See the looks of men’s Giorgio Armani Pre Fall 2020 in Milan
For his first pre-fall show, Giorgio Armani designed a versatile, chic collection, injected with a Thirties’ feminine sensibility.
For his first pre-fall runway show, held in Milan at the Armani Theater on Thursday evening, Giorgio Armani unveiled a collection that he named “Transformism.” The designer explained this moniker during a press conference beforehand, saying: “I wanted to allow women to be free and different whenever and wherever they wish, changing depending on their mood.”
His lineup, in fact, touched notes while remaining rooted in the sense of rigor and practicality that are distinctive traits of the brand.
Armani’s personal idea of femininity continued to be influenced by sartorial references, which translated into a plethora of suits on the catwalk, some featuring constructed jackets with small proportions, others more loose and fluid, such as languid velvet designs punctuated by tiny details echoing the Eastern iconography.
“There is an Oriental touch that does not have a precise origin — someone will say that Armani always has that, but the Orient is an inexhaustible source of inspiration. It offers dreamy references, maybe less realistic but more linked to a mood,”Armani explained
Pleated pants or trousers with bustier-like details were matched with laid-back cardigans, body-hugging coats and cozy padded outerwear styles, which, along with cargo pants, joggers and drawstring details, introduced a touch of urban dynamism.
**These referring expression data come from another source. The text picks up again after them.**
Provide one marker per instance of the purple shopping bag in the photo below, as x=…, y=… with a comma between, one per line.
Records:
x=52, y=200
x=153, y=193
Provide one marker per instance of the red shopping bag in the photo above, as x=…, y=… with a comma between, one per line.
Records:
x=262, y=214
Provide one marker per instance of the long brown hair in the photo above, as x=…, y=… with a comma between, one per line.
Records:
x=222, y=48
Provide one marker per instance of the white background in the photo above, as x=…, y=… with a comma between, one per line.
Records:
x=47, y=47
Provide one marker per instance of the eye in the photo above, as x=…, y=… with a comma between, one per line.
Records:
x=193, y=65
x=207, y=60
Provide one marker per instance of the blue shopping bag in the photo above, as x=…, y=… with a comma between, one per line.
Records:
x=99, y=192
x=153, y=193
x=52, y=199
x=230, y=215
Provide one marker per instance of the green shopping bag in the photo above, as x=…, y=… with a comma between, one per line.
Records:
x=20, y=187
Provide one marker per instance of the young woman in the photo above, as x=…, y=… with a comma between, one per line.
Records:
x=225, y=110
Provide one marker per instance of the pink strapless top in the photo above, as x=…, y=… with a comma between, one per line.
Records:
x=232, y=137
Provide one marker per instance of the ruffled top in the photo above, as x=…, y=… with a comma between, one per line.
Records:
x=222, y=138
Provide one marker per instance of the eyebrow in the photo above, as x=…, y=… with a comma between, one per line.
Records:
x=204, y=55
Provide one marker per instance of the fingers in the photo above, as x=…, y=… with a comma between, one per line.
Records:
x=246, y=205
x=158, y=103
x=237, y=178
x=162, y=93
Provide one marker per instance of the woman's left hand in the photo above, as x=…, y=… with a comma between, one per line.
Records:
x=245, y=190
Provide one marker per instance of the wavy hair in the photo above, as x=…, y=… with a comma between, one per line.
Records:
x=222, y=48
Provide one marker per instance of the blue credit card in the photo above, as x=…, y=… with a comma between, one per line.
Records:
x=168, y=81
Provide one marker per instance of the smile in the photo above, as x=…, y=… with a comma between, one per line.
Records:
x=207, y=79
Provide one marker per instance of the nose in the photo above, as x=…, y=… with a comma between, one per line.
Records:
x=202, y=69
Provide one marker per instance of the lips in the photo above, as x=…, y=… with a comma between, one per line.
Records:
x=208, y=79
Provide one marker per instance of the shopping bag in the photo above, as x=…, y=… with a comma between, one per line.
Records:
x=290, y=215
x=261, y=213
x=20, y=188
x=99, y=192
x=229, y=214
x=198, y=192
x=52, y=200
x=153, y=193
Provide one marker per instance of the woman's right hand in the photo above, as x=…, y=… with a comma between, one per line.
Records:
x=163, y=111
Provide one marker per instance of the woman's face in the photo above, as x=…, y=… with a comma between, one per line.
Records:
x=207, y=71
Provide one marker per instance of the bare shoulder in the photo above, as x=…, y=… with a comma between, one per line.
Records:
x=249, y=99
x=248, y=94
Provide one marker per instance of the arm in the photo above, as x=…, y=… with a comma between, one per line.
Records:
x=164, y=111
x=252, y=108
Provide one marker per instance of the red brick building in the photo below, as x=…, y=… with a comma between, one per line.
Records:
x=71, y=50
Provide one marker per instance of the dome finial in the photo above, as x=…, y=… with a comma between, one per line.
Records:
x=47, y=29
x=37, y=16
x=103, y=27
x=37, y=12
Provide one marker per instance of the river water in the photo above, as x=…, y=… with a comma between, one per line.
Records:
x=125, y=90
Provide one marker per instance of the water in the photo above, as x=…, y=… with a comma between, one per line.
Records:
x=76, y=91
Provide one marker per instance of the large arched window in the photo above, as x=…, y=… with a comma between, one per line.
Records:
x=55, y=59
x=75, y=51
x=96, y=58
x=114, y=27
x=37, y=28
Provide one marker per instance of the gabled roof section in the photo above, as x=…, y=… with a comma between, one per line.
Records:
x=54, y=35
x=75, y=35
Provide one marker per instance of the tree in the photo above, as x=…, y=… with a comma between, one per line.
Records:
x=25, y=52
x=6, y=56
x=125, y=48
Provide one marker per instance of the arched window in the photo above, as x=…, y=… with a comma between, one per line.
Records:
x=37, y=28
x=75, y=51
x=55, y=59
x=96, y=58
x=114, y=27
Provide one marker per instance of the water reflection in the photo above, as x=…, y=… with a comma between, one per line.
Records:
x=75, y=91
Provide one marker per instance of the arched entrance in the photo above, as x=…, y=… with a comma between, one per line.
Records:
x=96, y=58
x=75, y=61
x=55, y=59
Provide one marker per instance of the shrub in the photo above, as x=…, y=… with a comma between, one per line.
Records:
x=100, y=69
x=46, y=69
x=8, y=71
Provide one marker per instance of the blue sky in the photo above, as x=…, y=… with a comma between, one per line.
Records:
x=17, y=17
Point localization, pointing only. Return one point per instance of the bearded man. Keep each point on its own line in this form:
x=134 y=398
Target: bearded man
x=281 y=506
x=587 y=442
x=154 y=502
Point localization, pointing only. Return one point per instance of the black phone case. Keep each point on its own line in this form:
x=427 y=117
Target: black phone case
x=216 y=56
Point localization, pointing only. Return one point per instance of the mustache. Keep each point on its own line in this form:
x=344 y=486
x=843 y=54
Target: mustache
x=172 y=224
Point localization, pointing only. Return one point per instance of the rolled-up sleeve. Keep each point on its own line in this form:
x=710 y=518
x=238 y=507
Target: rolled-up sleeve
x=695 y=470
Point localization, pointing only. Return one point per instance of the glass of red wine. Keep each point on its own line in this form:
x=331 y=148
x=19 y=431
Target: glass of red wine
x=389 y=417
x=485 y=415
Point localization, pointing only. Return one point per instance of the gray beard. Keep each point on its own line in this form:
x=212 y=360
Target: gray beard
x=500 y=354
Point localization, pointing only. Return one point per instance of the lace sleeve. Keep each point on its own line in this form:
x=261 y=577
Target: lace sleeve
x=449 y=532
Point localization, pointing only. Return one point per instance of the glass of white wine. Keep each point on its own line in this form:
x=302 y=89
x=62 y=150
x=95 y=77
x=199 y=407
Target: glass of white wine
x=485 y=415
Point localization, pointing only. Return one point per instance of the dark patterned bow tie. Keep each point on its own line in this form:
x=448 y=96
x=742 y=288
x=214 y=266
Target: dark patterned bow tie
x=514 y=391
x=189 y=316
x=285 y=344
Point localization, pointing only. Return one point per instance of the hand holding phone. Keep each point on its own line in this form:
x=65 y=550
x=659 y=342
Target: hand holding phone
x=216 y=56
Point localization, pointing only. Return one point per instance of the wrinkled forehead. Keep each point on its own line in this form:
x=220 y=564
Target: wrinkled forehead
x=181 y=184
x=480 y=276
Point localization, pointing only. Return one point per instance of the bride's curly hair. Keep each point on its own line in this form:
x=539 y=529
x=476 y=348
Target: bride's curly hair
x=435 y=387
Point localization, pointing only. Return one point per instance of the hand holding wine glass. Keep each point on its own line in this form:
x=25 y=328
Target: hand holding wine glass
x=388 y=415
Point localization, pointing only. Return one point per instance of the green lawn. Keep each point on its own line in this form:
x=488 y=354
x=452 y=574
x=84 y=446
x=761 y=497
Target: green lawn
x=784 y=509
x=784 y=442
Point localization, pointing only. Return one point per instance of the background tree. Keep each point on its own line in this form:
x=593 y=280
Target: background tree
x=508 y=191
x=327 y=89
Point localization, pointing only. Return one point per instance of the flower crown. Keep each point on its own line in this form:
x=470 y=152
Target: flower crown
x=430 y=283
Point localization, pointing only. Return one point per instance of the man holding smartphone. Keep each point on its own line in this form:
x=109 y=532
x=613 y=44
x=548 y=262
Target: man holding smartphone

Playing with a restrained color palette, mainly worked on tones of champagne, red and black, for pre-fall Armani indulged in the use of prints, spanning from feminine flowers to allover graphic motifs splashed on suits worked in lightweight, shiny fabrications.
Silhouettes and proportions, along with the models’ short haircuts and the revisited turban hats, echoed a Thirties’ femininity à la garçonne.
Louise Brooks would have cut a wonderful figure in Armani’s exquisite evening dresses, which, with their intricate decorations, sparkling fringes and the — always discreet — transparencies expressed the designer’s take on seduction which, as the show notes read, is “simple yet effective, rigorous yet sensual.”
A seduction that can be endorsed by real women who, following Armani’s tips, have the power to reveal the many sides of their personality and aesthetic. “In the evening, a woman can be more fun and free to choose,” he said. Women, it’s your turn!